UPDATE with JOIN on 100mm records, how to do this better? (in T-SQL)

I would take a different approach.

Instead of updating existing tables, just build a new table that has what you need in it.

This will almost certainly be faster:

SELECT DISTINCT
    AutoClassID,
    <Other fields>
INTO
    AutoDataImportStaging.dbo.Automobile
FROM
    AutoData.dbo.AutoClass

As currently written, there are a lot of logical operations happening:

  • Read all values of A.AutoClassName
  • Read all values of B.AutoClassName
  • Compare A and B values
  • Of the matching set, read all values of B.AutoClassID
  • Update existing values of A.AutoClassId to be the B.AutoClassId value through whatever indexes exist

You're trying to do this as a single (very large) transaction. Instead, do the update in smaller batches.
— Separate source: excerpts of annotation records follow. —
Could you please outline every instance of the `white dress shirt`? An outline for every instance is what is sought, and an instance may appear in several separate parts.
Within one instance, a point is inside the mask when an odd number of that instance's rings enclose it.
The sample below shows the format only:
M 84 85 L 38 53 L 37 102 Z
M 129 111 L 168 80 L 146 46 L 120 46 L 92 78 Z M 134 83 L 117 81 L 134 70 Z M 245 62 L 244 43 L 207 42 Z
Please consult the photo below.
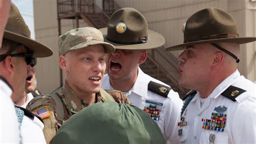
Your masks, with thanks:
M 23 143 L 46 143 L 43 128 L 44 124 L 36 116 L 32 120 L 24 115 L 21 126 Z
M 142 109 L 143 109 L 145 106 L 149 106 L 150 104 L 147 102 L 147 100 L 163 104 L 163 106 L 159 106 L 159 108 L 161 110 L 159 120 L 155 121 L 158 124 L 167 141 L 170 141 L 172 144 L 178 143 L 179 137 L 177 124 L 180 120 L 183 102 L 179 98 L 178 93 L 172 90 L 169 92 L 167 98 L 148 90 L 147 85 L 150 81 L 169 86 L 144 73 L 139 67 L 136 81 L 132 88 L 125 94 L 133 105 Z M 107 74 L 104 76 L 102 87 L 104 89 L 114 89 L 110 84 Z
M 235 98 L 236 101 L 221 95 L 230 86 L 245 90 Z M 180 127 L 183 134 L 180 142 L 184 143 L 256 143 L 256 85 L 240 76 L 237 70 L 223 81 L 209 95 L 202 107 L 200 95 L 197 93 L 184 111 L 182 116 L 187 121 Z M 216 107 L 226 107 L 217 112 Z M 202 119 L 212 120 L 212 113 L 226 114 L 224 131 L 203 128 Z
M 0 79 L 0 143 L 19 143 L 18 119 L 11 99 L 12 90 Z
  • SET ROWCOUNT but note this is deprecated in 2012.
  • UPDATE TOP

You would also benefit from:

  • A temporary index on AutoData.dbo.AutoClass.AutoClassName
  • More RAM. Lot's more RAM.

Looping down the table one row at a time, will not be faster!

As suspected, and confirmed by you, this will be i/o bound - having one disk, the reads, write, transaction logs and (any) temp work space will all be competing for the same i/o.

Simple recovery will still log the transactions, but the log will be cleared by a checkpoint. It's possible that you initial log size and auto-growth settings are causing some i/o slow down - the transaction log will need to grow to accommodate the changes.

Have you tried indexing the AutoClassName field? How many different AutoClass values are there?

You may need to batch the updates, based on limitations of your i/o. So update 1 million, checkpoint, repeat....